The caveat is that the five-year PEG is based on future estimates -- and estimates don't always pan out.

Arcam and ExOne
The smaller players sport higher P/S ratios than the two larger ones. This is typical, as it's easier for smaller companies to grow on a percentage basis because their base numbers are smaller. Arcam's P/S jumps out because it's considerably higher than the others. However, that's largely because Arcam's price has been bid up more relative to the others (more accurately, it's dropped less than the others since the group peaked about two years ago) because it's profitable. In fact, it's the only company that's profitable on a trailing-12-month basis, which is why it's the only one with a P/E.

The Q20 for aerospace parts production. Image source: Arcam.
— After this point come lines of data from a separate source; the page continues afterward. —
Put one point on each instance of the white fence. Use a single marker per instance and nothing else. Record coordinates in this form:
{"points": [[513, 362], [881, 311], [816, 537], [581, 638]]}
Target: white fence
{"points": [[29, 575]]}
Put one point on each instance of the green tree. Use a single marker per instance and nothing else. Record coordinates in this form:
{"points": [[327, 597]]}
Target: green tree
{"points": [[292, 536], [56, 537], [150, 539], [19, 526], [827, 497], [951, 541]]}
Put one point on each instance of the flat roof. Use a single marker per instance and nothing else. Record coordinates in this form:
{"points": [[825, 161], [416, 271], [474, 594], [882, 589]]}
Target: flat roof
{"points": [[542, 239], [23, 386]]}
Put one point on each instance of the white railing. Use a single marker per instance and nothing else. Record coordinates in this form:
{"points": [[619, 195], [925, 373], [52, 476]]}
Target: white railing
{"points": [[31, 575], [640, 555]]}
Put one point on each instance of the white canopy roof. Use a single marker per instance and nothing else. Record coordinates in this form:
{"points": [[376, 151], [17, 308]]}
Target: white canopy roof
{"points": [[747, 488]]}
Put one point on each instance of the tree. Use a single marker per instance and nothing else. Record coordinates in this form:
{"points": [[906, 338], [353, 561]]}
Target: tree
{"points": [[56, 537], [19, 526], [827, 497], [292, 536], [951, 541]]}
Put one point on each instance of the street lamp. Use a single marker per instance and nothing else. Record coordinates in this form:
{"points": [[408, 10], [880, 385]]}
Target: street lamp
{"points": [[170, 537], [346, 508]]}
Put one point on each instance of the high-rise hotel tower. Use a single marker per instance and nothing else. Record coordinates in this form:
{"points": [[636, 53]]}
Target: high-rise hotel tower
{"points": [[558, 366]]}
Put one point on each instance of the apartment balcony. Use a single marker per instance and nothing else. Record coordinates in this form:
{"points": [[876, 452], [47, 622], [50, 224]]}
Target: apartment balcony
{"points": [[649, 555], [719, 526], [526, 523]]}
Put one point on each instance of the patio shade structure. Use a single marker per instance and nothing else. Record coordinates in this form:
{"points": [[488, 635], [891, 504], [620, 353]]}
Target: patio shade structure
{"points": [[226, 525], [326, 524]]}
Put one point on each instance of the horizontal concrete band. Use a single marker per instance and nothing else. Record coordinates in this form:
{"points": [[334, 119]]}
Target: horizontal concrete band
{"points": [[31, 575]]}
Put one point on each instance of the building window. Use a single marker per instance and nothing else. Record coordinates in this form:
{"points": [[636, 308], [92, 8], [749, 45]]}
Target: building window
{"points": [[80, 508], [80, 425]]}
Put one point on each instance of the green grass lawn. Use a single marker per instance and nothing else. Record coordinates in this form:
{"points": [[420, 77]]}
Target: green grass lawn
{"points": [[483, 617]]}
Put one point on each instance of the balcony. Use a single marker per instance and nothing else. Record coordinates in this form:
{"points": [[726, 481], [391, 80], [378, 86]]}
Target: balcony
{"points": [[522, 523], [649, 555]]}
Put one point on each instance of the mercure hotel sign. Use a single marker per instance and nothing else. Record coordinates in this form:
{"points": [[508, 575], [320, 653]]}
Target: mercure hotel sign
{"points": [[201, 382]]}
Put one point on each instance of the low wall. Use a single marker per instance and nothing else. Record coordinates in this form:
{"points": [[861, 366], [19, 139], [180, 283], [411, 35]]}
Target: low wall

Arcam had a P/E of 55.3 at the start of 2015, so its P/E has increased by more than 50% in the last year. So, from a strictly P/E standpoint, it looks somewhat less attractive now than a year ago. We can't take future growth estimates into account, because they don't exist. Arcam's a foreign-based company (Sweden) that trades over the counter in the United States, so it gets little analyst coverage. The company -- which is an industrial-metals pure play -- has been performing well and had a solid backlog at the end of the last quarter. So there's no reason for now to believe its future earnings estimates don't look bright.

ExOne sports a negative five-year PEG, so analysts don't foresee profitability in the next five years. Moreover, the industrial-focused company's cash burn rate remains a red flag. At the end of last quarter, it had $20.3 million in cash, while its operating cash flow for the trailing 12 months was a negative $15.3 million. The company projects the burn rate to slow, but its projections have been inaccurate since it went public, so investors should continue to be cautious.

We don't have adequate numbers to make meaningful comments about Belgium-based Materialise or Germany-based voxeljet. Materialise had a five-year PEG of negative 4.1 last September, which means that at that time analysts didn't expect it to be profitable five years out. There's no longer a five-year PEG assigned to the company, which probably means that analyst coverage decreased. Materialise is unique among the 3D printing group -- it's the only company that doesn't manufacture 3D printers; it's a leading provider of 3D printing software and printing services.

Final thoughts
Arcam is the only one of these stocks that looks potentially attractive at this time. Notably, it's the only one in the group that's profitable. However, from a strictly P/S and P/E basis, it looks relatively less attractive than it did a year ago. (Unfortunately, we don't have five-year PEGs for Arcam, which would be quite helpful in this analysis, as we'd be able to take into account its future projected growth.)

The other companies discussed look less attractive now than they have in the recent past despite their continued drops in prices. At least some of them are most likely value traps.

The caveats here are that this is a limited analysis based upon just a few quantitative metrics. Additionally, qualitative factors are equally important -- and the biggest one to consider is future competition. Notably, HP Inc. and well-funded start-up Carbon3D both plan to bring an enterprise-focused 3D printer to market in 2016.